Prof. Stephen Greenblatt: Well, I think there’s a number of reasons to think it’s not a happy marriage. They had three children in very close succession, and then no further children. In a world in which women, families normally had as many children as possible and stack them as it were, one after the other, three children by Elizabethan standards is a little bit like the Chinese one child family. This is a very dangerous gamble against the future because of the level of child mortality, so that’s unusual.
Secondly, that suggests that he wasn’t cohabiting necessarily. Shakespeare doesn’t bring his wife and children to London when he moves to London, and we could say that Stratford was a nicer town, more salubrious.
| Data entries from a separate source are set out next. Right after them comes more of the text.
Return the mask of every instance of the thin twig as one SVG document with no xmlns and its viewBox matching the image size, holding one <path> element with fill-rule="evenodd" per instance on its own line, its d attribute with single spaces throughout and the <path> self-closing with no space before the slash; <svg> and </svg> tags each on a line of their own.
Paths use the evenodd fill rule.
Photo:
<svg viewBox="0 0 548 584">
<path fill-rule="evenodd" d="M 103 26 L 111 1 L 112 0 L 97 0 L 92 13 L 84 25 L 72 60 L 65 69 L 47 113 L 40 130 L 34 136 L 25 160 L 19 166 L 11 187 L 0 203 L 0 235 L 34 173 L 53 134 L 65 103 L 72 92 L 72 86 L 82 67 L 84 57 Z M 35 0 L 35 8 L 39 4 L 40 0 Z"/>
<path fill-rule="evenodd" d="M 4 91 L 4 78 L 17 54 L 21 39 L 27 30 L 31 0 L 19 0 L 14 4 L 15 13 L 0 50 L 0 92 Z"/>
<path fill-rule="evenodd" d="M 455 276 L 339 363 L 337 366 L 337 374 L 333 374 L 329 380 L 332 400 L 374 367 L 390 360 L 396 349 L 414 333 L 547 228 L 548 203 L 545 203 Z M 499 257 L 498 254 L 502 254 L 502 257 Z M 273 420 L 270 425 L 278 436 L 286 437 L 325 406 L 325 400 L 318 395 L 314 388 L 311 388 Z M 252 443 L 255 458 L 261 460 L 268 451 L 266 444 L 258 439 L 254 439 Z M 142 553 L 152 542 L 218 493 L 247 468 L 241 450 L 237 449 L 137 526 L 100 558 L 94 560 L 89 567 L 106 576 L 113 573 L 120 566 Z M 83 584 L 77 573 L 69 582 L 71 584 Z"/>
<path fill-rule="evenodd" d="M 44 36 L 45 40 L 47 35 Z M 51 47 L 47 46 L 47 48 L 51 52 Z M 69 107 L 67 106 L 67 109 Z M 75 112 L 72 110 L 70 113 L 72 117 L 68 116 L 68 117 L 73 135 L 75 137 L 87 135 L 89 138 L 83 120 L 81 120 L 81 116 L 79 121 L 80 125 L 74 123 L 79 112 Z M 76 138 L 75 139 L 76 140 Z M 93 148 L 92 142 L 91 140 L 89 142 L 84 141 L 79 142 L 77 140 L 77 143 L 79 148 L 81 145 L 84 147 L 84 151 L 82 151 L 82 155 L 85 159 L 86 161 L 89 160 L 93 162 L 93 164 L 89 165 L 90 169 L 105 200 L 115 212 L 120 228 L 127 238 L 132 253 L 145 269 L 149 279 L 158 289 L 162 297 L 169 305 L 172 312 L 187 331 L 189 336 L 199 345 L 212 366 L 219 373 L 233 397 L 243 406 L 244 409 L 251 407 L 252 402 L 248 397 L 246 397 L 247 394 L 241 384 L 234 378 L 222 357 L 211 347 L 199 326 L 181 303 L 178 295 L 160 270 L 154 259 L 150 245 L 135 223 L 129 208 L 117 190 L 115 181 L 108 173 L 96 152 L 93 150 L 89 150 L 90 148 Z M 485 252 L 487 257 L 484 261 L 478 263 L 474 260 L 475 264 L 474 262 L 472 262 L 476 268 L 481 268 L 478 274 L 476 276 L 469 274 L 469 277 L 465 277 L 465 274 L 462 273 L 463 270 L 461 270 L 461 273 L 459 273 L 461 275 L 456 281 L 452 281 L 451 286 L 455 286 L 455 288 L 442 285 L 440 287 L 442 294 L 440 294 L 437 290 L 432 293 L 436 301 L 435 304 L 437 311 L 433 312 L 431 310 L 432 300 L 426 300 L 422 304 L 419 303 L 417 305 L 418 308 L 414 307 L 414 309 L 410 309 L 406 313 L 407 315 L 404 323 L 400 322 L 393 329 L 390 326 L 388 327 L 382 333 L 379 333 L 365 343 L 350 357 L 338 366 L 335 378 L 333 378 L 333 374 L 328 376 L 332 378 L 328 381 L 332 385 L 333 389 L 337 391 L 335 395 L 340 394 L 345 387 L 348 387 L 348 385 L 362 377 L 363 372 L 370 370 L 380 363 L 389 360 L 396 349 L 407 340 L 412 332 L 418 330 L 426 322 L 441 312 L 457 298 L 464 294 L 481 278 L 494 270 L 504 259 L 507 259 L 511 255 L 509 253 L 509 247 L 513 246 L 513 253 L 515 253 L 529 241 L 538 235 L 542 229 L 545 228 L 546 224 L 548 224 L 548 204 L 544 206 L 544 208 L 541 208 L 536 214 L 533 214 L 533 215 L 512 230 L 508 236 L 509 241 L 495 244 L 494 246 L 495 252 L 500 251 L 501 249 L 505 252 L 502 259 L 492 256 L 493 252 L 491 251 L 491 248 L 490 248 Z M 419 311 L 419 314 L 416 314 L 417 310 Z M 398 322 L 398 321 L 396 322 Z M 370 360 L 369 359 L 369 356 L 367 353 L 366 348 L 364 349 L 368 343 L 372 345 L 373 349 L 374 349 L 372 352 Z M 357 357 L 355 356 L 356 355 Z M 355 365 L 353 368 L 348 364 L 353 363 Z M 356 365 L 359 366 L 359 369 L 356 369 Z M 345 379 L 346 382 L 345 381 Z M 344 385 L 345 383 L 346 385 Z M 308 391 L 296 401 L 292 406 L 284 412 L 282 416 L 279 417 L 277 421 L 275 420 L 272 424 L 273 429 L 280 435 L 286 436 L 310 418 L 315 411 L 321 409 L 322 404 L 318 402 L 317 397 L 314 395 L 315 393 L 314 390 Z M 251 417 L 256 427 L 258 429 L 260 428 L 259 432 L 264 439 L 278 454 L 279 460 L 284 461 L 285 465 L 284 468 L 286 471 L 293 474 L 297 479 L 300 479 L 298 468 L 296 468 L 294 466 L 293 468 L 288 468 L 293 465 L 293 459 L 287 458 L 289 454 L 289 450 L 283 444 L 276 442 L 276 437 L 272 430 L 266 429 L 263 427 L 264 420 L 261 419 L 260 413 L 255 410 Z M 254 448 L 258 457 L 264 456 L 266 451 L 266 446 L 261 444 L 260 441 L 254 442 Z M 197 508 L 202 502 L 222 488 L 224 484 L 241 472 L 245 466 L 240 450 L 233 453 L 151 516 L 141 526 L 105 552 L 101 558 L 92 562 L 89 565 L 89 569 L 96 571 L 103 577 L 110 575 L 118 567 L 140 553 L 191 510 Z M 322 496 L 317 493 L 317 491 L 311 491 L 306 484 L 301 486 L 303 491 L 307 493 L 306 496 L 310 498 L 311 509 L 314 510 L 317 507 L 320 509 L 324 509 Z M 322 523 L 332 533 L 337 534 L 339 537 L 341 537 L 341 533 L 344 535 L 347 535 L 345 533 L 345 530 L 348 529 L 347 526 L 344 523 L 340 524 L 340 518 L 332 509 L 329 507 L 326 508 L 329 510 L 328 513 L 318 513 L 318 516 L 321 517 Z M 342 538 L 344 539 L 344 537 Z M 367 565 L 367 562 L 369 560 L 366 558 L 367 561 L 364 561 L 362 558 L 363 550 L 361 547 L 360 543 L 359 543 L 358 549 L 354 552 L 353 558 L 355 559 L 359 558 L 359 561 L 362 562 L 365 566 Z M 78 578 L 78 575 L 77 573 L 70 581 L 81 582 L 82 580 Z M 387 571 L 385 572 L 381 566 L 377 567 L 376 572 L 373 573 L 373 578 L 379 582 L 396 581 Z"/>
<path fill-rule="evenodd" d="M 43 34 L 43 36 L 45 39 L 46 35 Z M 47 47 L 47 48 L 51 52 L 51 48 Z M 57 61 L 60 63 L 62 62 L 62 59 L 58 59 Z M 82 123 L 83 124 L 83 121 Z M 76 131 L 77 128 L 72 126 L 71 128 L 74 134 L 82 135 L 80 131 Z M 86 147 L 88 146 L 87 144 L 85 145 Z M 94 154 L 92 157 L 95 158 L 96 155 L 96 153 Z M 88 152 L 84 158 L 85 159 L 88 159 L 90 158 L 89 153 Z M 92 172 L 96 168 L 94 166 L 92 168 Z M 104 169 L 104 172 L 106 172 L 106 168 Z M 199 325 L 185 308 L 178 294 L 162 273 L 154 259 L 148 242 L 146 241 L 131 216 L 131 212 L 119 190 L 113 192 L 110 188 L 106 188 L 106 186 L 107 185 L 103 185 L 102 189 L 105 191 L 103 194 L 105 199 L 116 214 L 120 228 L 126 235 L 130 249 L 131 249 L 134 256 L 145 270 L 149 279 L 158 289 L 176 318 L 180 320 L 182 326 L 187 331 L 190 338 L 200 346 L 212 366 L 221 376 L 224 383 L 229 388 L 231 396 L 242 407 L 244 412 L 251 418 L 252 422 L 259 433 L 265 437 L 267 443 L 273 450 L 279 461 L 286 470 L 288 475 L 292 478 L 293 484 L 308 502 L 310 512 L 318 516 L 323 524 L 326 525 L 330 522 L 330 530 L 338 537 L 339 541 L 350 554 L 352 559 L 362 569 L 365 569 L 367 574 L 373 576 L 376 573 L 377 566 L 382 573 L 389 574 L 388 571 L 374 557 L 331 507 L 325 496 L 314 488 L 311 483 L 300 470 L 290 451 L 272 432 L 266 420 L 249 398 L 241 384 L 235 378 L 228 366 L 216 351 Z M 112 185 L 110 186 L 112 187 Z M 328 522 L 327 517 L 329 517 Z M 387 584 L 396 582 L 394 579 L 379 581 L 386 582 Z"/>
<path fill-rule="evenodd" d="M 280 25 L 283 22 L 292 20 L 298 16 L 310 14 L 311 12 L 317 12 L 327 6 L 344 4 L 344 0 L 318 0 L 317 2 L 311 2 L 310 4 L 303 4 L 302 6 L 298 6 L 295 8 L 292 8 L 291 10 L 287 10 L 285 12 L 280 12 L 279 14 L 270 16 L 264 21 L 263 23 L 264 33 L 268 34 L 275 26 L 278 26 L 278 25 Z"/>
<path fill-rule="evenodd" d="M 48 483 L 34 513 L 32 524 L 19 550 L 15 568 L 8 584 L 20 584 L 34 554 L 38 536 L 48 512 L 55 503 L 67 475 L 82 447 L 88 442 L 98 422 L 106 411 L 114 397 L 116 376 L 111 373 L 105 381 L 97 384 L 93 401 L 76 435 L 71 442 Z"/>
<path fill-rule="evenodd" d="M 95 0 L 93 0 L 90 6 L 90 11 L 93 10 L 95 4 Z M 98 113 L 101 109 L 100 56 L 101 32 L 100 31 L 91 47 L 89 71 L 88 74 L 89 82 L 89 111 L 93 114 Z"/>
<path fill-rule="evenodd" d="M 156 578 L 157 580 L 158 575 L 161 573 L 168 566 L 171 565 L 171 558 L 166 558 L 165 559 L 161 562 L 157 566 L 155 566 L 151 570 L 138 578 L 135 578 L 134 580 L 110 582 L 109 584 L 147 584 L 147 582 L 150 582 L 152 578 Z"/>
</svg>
His parents were living there, but that happens to be… We happen to have the wills of many of the people who were involved in the theater, actors, playwrights, and from those wills and also from other documentary sources, we can find out a lot about their domestic lives. And there’s overwhelming evidence that people in the theater world, wherever they came from, moved their families to London when they moved to London. Shakespeare doesn’t do it. Well, that’s interesting.
Then Shakespeare’s sonnets, which whatever else they are, the sonnets of the young, the love songs to the young man and the love songs to the dark lady, whatever else they are, they’re not written to Anne Hathaway, they’re written to somebody else. And they’re among the most remarkable love poems ever written, and no one thinks that they were written somehow before Shakespeare married Anne Hathaway.
In Shakespeare’s will, in the first draft of his will which he wrote when he was very ill, probably understanding that he was not gonna make it, he didn’t leave anything to his wife of many, many years. He didn’t address her with any of the terms of endearment. Again, you can look at dozens of wills in the period, and people say, “to my dearest wife,” “to my beloved wife,” “to my marvelous spouse,” and so forth, not a word of this kind about his wife. And then interleaved, there’s “to my wife Anne,” not “to my beloved wife Anne,” or maybe it just says “to my wife, the second best bed.”